People learn from people they love. Anything that enriches the space between a student and a teacher is good. Anything that makes it more frigid is bad. This doesn’t mean we have to get all huggy and mushy. It means rigorous instruction has to flow on threads of trust and affection. —David Brooks
If we are more loving toward our students, it can only help them and us. Most likely, it will help us with all of our relationships. And who wouldn’t want to live in a world that is filled with more love. —Jim Knight
Here’s a simple but important idea: good teachers respect and care about their students. That “truth” is particularly important for students whose life circumstances require that their teachers not only have content knowledge and pedagogical skills but who also clearly demonstrate that they like and enjoy their students.
There are exceptions to that generalization, of course. Many of us have had one or more teachers who we did not like us and whom we did not like, but for one reason or another we learned from them. But I wouldn’t want to staff a school, or even a hallway of a school, with such teachers, especially a school that serves our most vulnerable students.

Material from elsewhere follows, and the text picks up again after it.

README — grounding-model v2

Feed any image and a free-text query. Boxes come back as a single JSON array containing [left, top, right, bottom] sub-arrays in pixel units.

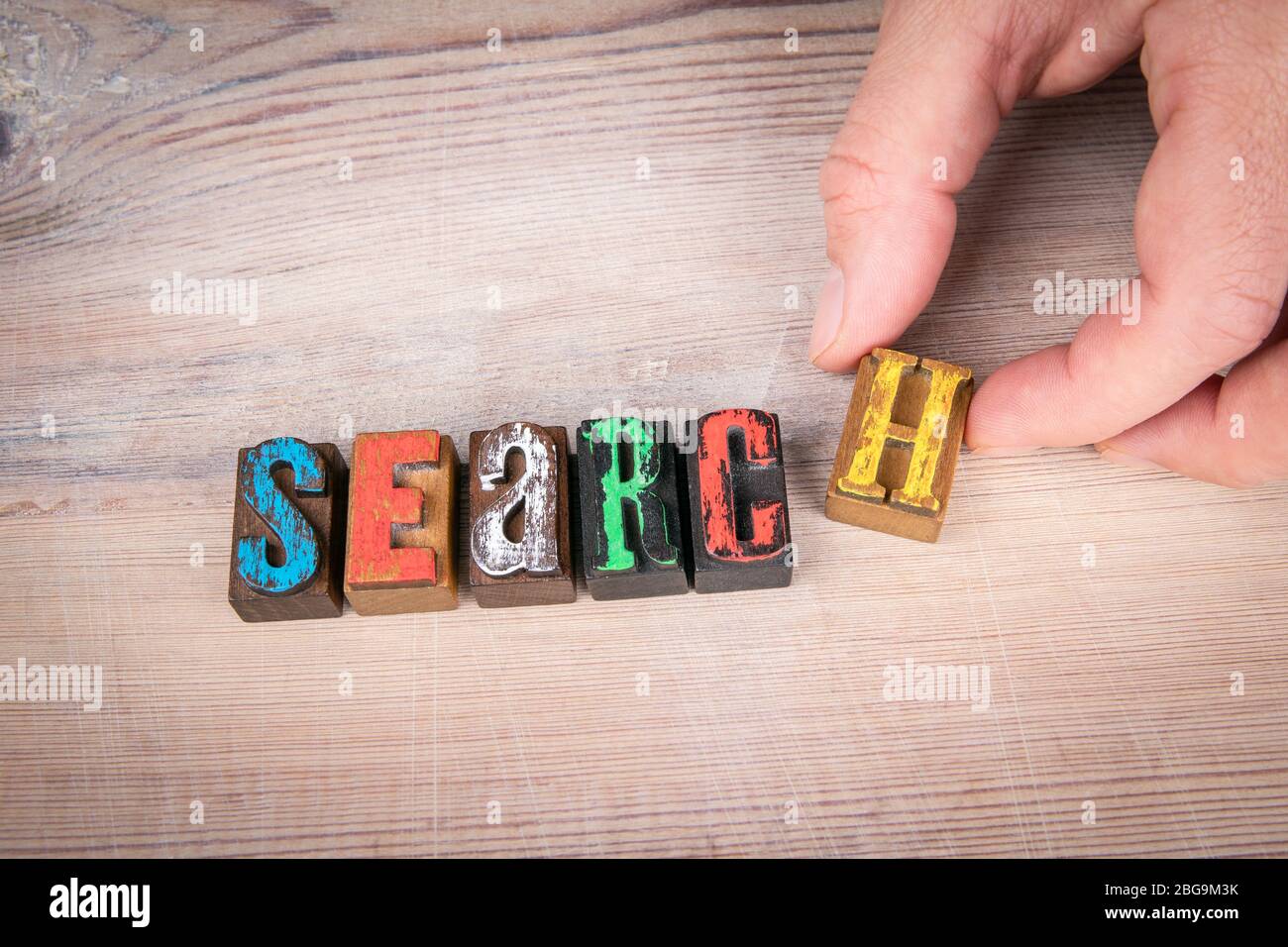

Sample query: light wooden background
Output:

Sometimes academic rigor and “trust and affection” are cast as an either/or proposition. Either teachers demand academic rigor or they are ”all huggy and mushy.” In fact, it is both/and.
The presence or absence of all these qualities, however, is not determined solely by a hiring decision. Academic rigor and positive attitudes toward students are cultivated by leaders who like and respect teachers, who design professional learning that deepens and expands teachers’ content knowledge and pedagogy, and who enable sustained conversations at faculty and team meetings about how teachers’ attitudes influence student engagement, learning, and desire to stay in school when it is no longer required.
“Anything that enriches the space between a student and a teacher is good,” David Brooks tells us. And I would add, “Anything that enriches the space between leaders and teachers—in particular, the professional learning and the critical conversations that affect the learning and well being of students—is good for the school community as a whole and for all of its members, no matter their age or role.”